The whole conclusion of the book was out of scale with the beginning; and there were also the political opinions that intruded into the narrative. I had to explain to myself, before explaining to the reader, that the book was written in the trough of the depression, when there seemed to be an economic or political explanation for everything that happened to human beings. "The trough of the depression," I have just said, taking the first phrase that came into my mind; but actually the years 1933 and 1934 were a madly hopeful time when it seemed that great changes in the economic system were already under way. Russia in those days didn't impress us as a despotism or as the great antagonist in a struggle for world power; it was busy within its own boundaries trying to create what promised to be a happier future. "We are changing the world!" the Young Pioneers used to chant as they marched through the streets of Moscow. Here too it seemed that everybody was trying to change the world and create the future; it was the special pride and presumption of the period. We hadn't learned then---nor have most of our statesmen learned today---that human society is necessarily imperfect and may disappear from the earth unless it comes to accept what T. S. Eliot calls "the permanent conditions upon which God allows us to live upon this planet."

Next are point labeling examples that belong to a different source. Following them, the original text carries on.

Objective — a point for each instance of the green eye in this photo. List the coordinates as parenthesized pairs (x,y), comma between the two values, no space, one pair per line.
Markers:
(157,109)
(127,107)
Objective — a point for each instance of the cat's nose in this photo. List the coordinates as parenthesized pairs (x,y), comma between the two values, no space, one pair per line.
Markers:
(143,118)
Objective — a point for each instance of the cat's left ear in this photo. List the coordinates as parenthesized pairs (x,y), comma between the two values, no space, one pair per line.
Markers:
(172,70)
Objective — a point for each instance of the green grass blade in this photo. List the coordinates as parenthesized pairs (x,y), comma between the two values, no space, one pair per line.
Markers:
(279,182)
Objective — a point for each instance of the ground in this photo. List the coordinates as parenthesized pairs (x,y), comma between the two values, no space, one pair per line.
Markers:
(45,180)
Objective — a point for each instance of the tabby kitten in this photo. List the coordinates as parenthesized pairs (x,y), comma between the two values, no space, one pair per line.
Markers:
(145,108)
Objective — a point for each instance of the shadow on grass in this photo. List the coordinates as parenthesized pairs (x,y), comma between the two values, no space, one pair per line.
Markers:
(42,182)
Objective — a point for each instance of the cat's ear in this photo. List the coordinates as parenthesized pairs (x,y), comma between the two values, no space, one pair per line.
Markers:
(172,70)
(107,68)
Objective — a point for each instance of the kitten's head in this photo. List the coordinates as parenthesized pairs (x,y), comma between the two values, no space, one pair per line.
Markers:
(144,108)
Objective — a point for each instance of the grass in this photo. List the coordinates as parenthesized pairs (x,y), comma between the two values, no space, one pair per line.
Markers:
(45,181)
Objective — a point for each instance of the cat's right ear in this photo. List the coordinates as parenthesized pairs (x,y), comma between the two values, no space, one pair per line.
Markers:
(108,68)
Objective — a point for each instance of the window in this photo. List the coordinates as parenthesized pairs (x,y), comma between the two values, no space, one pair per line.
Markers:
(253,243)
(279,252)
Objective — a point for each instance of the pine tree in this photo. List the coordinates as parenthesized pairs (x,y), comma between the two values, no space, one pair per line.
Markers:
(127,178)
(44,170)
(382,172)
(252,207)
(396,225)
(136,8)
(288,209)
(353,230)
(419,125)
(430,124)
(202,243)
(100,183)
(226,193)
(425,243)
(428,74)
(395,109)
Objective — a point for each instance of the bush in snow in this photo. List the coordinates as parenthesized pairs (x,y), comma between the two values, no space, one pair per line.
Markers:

Opinions about the future of society are political opinions. There were not many of them in the book I wrote in 1934, but there were too many for a narrative that dealt with the 1920s, when writers were trying to be unconcerned with politics, and I have omitted most of them from the new edition. I have expanded the last part of the book, to bring it into scale with the beginning (besides putting Harry Crosby into the right perspective), and I have written a new epilogue to round out the story. On the other hand, while adding new episodes here and there, I have left most of the narrative untouched, out of a feeling that myself in 1934 had as good a right to be heard as myself today; where he went wrong I would rather have others correct him. It seems to me now that many characters in the story, myself included, did very foolish things---but perhaps the young writers of the present age aren't young or foolish enough and, once out of college and the army, settle down too safely to earning a sensible living. Moreover, there is this to say about the foolishness of writers in the 1920s, that even the worst of it caused no suffering except to the perpetrators of the foolishness and their immediate families. It wasn't like the statesmen's high-principled foolishness of later years, in all countries, which has left them in office while bringing the rest of us to the brink of something we aren't prepared to face.